Historic house in Illinois, United States

The Sarah Martin House is a historic home located at 310 East Broadway in Monmouth, Illinois. Constructed from 1875 to 1878, the Italian Villa style house was the home of Monmouth socialite Sarah Martin. It was added to the National Register of Historic Places on October 9, 1980.

==History==
John Martin, a farmer and banker and the father of Sarah Martin, had the house built for his family in 1875. Upon its completion in 1878, the house was considered one of the most attractive homes in Monmouth. John and his wife died in 1880, and Sarah inherited the home at 14 years of age. Sarah studied at Monmouth College from 1887 to 1891, becoming a highly educated woman in an era when women's education was neither common nor encouraged. She became a prominent Monmouth socialite and hosted large parties and gatherings; as she was also a musician, she frequently entertained at her events. A supporter of universal education, Martin both volunteered for and gave money to Monmouth College. In 1914, Martin married John Fahey, and the couple moved to Sunnyvale, California in the late 1920s; Sarah nonetheless owned her home in Monmouth until 1945.

==Architecture==
The Sarah Martin House was designed in the Italian Villa style. The two-story house, which includes an attic and basement, was built with brick layered 16 to 22 in thick. The house's pitched roof is topped by a small cupola; the roof's flared eaves are decorated with brackets, dentils, and medallions. Three large bays contain the home's dining room and two front living rooms. A wraparound porch encircles the front side and west corner of the home. The home's windows are arranged in groups of two on the upper stories and groups of four on the bays, as is typical of the style. An iron fence, which still includes three of its original stone headers, surrounds the property.

The home includes a significant number of detailed decorations.

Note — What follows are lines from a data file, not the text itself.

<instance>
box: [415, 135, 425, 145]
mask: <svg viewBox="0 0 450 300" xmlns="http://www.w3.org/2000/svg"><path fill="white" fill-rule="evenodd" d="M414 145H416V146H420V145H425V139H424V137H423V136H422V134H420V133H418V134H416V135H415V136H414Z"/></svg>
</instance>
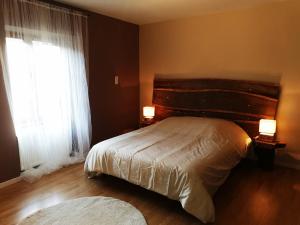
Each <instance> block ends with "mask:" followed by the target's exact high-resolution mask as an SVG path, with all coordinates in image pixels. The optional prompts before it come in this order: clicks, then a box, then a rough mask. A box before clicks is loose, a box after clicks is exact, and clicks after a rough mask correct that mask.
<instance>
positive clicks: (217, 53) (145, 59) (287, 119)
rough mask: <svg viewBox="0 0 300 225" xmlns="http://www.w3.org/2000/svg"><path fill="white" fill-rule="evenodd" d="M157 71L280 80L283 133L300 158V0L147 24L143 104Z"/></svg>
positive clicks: (146, 97) (146, 25) (143, 92)
mask: <svg viewBox="0 0 300 225" xmlns="http://www.w3.org/2000/svg"><path fill="white" fill-rule="evenodd" d="M154 74H164V76H169V77H174V76H177V77H178V76H179V77H187V76H189V77H197V76H198V77H199V76H214V77H228V78H237V79H254V80H266V81H280V82H281V84H282V87H283V92H282V98H281V104H280V107H279V115H278V126H279V128H278V133H279V136H280V138H281V139H282V140H285V141H286V142H287V144H288V151H289V152H290V153H291V155H293V156H295V157H296V158H299V159H300V1H298V0H291V1H287V2H279V3H268V4H266V5H263V6H259V7H257V8H252V9H246V10H245V9H244V10H239V11H230V12H229V11H228V12H224V13H218V14H211V15H205V16H201V17H195V18H190V19H181V20H176V21H169V22H163V23H155V24H148V25H142V26H141V27H140V84H141V87H140V103H141V104H140V105H141V107H142V106H144V105H148V104H151V101H152V82H153V76H154ZM170 74H173V75H170ZM174 74H180V75H174ZM285 157H286V156H285Z"/></svg>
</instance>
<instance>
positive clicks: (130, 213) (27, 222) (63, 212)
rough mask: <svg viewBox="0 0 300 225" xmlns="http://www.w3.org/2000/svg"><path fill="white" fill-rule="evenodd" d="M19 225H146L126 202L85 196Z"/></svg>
mask: <svg viewBox="0 0 300 225" xmlns="http://www.w3.org/2000/svg"><path fill="white" fill-rule="evenodd" d="M19 225H147V223H146V221H145V219H144V217H143V215H142V214H141V213H140V211H138V210H137V209H136V208H135V207H133V206H132V205H130V204H129V203H127V202H123V201H121V200H118V199H114V198H108V197H86V198H77V199H73V200H69V201H65V202H63V203H60V204H58V205H55V206H52V207H49V208H46V209H42V210H40V211H38V212H36V213H34V214H32V215H31V216H29V217H27V218H25V219H24V220H23V221H22V222H21V223H20V224H19Z"/></svg>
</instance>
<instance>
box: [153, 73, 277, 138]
mask: <svg viewBox="0 0 300 225" xmlns="http://www.w3.org/2000/svg"><path fill="white" fill-rule="evenodd" d="M279 97H280V86H279V84H274V83H267V82H259V81H244V80H227V79H158V78H156V79H155V80H154V87H153V104H154V106H155V119H157V120H162V119H165V118H167V117H170V116H200V117H214V118H222V119H227V120H231V121H234V122H235V123H237V124H238V125H240V126H241V127H242V128H243V129H244V130H245V131H246V132H247V133H248V134H249V136H250V137H251V138H253V137H255V136H256V135H258V126H259V120H260V119H273V118H275V117H276V112H277V107H278V103H279Z"/></svg>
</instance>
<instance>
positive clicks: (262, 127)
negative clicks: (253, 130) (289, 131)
mask: <svg viewBox="0 0 300 225" xmlns="http://www.w3.org/2000/svg"><path fill="white" fill-rule="evenodd" d="M259 133H260V134H262V135H268V136H274V134H275V133H276V120H267V119H261V120H260V121H259Z"/></svg>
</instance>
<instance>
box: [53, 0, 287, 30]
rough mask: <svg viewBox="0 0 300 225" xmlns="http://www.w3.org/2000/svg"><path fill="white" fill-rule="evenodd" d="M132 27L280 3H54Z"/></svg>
mask: <svg viewBox="0 0 300 225" xmlns="http://www.w3.org/2000/svg"><path fill="white" fill-rule="evenodd" d="M57 1H59V2H62V3H66V4H70V5H73V6H76V7H80V8H82V9H87V10H90V11H93V12H97V13H100V14H103V15H107V16H111V17H114V18H119V19H121V20H124V21H128V22H132V23H135V24H147V23H155V22H161V21H166V20H173V19H179V18H186V17H192V16H198V15H202V14H207V13H212V12H219V11H223V10H232V9H238V8H249V7H253V6H256V5H259V4H264V3H267V2H275V1H284V0H57Z"/></svg>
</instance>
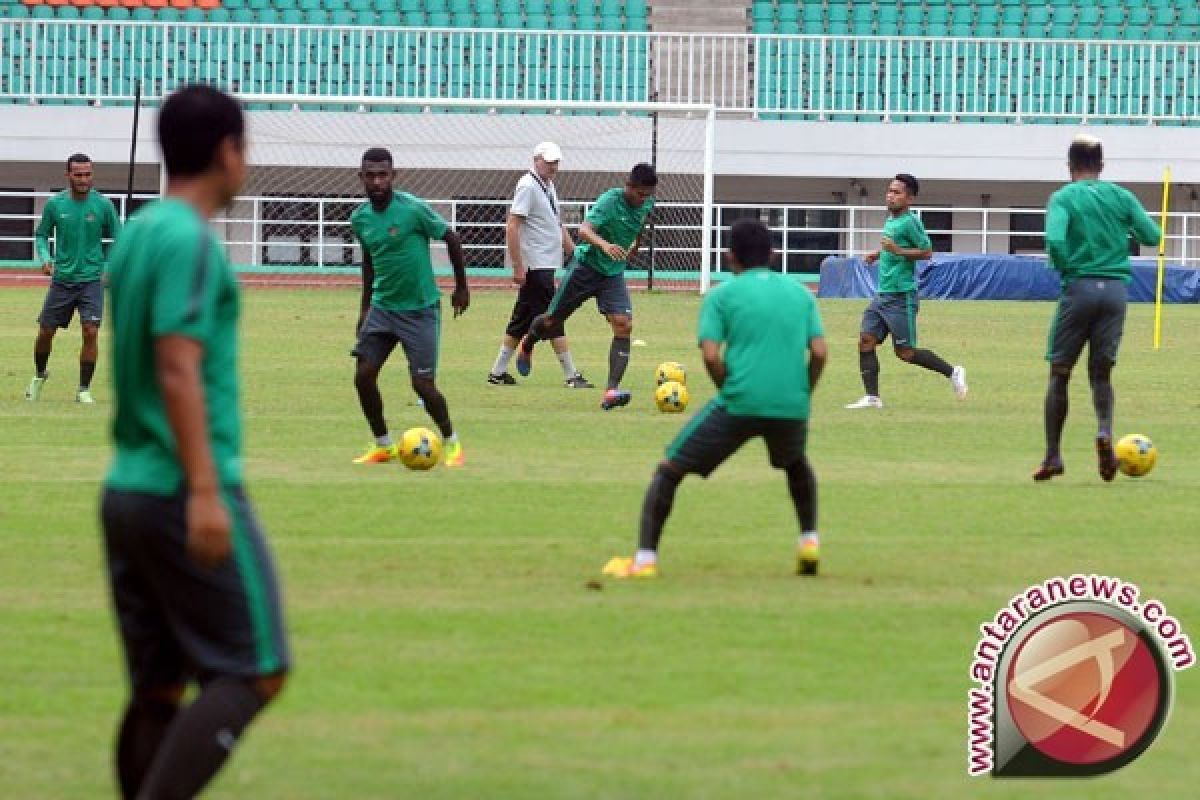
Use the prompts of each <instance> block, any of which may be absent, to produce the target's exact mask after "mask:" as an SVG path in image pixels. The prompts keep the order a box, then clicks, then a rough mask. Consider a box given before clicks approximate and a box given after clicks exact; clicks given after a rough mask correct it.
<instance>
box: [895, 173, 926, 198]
mask: <svg viewBox="0 0 1200 800" xmlns="http://www.w3.org/2000/svg"><path fill="white" fill-rule="evenodd" d="M893 180H898V181H900V182H901V184H904V187H905V188H906V190H908V194H911V196H912V197H917V194H918V193H919V192H920V184H918V182H917V179H916V178H913V176H912V175H910V174H908V173H900V174H899V175H896V176H895V178H894V179H893Z"/></svg>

The front door and each window are topped by ornamental cut stone headers, while cast iron headers with the home's year of completion carved in wood top the second-story windows. Three leaded glass windows adorn the front of the home, while two etched glass windows are located in and atop the front door. The amount of time put into this detail work led to the house's relatively lengthy construction period.